I don't even know where to start. 

 I'm almost 38 weeks pregnant with our second child.  My mom, who I was as close with as humanly possible, passed away suddenly on June 3rd.  I watched my step-father have a stroke 20 minutes before my mom's visitation -- he is now in a stroke rehab and is expected to fully recover, thank goodness.  I'm seriously waiting on plagues and locusts at this point.

 I posted over a year ago about issues with my MiL.  We took the advice -- we cut her entirely out of our lives and got some therapy.  We haven't heard a word from her since August 2010 and to be honest, it's been the least stressful year of our 7 year relationship.  When we got home from my mom's funeral, there was a card in our mailbox from my MiL addressed to me, and the envelope is so thin that you can see that it's a sympathy card at a glance.  Honestly, I'm too numb to know how I feel about it.  When H cut off contact, he laid out exactly what would happen if/when she tried to contact us in various ways.  One of which was that he would send any mail back to her, unopened. 

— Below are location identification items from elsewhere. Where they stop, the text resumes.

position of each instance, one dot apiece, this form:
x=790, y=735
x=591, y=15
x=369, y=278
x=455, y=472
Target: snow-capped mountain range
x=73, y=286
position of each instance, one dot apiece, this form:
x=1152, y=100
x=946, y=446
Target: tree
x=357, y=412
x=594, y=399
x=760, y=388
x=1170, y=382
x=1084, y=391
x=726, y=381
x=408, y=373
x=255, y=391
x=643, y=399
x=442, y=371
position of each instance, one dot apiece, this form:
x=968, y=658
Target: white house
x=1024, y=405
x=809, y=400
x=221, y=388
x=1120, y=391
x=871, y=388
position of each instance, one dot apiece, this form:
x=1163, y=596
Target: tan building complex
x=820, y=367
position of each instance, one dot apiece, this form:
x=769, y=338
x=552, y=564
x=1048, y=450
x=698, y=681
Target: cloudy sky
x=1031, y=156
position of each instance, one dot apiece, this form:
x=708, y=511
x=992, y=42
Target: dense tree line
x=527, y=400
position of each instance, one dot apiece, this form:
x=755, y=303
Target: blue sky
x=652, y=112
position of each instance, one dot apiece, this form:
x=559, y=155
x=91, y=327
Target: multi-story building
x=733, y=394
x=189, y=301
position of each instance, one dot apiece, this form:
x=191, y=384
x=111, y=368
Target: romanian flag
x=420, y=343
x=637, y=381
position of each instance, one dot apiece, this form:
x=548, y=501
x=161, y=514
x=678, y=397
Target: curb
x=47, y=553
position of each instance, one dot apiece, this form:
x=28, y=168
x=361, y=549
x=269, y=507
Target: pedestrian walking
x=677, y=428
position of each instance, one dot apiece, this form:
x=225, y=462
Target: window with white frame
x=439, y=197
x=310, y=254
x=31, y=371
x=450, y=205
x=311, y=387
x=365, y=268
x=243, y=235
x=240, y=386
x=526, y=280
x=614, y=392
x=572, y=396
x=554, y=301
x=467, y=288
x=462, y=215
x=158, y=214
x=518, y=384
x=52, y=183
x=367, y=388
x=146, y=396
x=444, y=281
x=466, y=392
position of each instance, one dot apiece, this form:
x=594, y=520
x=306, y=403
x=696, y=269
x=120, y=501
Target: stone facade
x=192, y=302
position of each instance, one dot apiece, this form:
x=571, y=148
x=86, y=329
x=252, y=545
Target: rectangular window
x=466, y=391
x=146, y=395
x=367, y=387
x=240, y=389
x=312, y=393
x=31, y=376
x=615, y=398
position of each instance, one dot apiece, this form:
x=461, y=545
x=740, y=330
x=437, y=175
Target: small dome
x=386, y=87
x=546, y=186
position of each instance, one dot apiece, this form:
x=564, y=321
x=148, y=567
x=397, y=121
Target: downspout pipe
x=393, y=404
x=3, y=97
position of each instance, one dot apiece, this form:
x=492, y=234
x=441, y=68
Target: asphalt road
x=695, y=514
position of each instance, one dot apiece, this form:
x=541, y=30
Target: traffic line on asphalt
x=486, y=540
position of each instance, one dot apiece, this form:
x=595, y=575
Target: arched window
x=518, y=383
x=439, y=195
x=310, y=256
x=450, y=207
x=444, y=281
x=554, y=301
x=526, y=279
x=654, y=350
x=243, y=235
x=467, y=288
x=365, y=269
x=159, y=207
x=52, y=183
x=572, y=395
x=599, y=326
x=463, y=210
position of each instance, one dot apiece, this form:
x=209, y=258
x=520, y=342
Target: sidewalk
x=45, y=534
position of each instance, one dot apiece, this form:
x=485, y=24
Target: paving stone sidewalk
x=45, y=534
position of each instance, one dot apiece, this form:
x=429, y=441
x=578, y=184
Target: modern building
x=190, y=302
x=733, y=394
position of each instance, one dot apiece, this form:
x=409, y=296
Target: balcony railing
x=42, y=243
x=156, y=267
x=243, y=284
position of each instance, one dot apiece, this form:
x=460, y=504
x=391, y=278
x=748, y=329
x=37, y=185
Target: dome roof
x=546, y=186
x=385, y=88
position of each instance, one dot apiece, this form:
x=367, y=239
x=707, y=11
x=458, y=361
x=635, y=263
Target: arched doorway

Now almost a year later, I have long since passed any normal person's maximum stress level and quite frankly, I can't handle the sh!t-storm of drama that she would stir up if we returned a sympathy card -- she lives in a perpetual place of 'look how I've been wronged!'  I would rather toss it and be done.  My H wants to do what we said we were going to do and send it back.  He feels like if we don't, she will see this as an opportunity to get back into our lives.  (Quick recap:  The last unsolicited email she sent me, she called me a bunch of ugly names and wrote that my husband ruined his life when he married me.  She didn't want any relationship with our son... blah, blah, blah.  She has been blocked on our emails and phones among other safeguards against her lunacy.)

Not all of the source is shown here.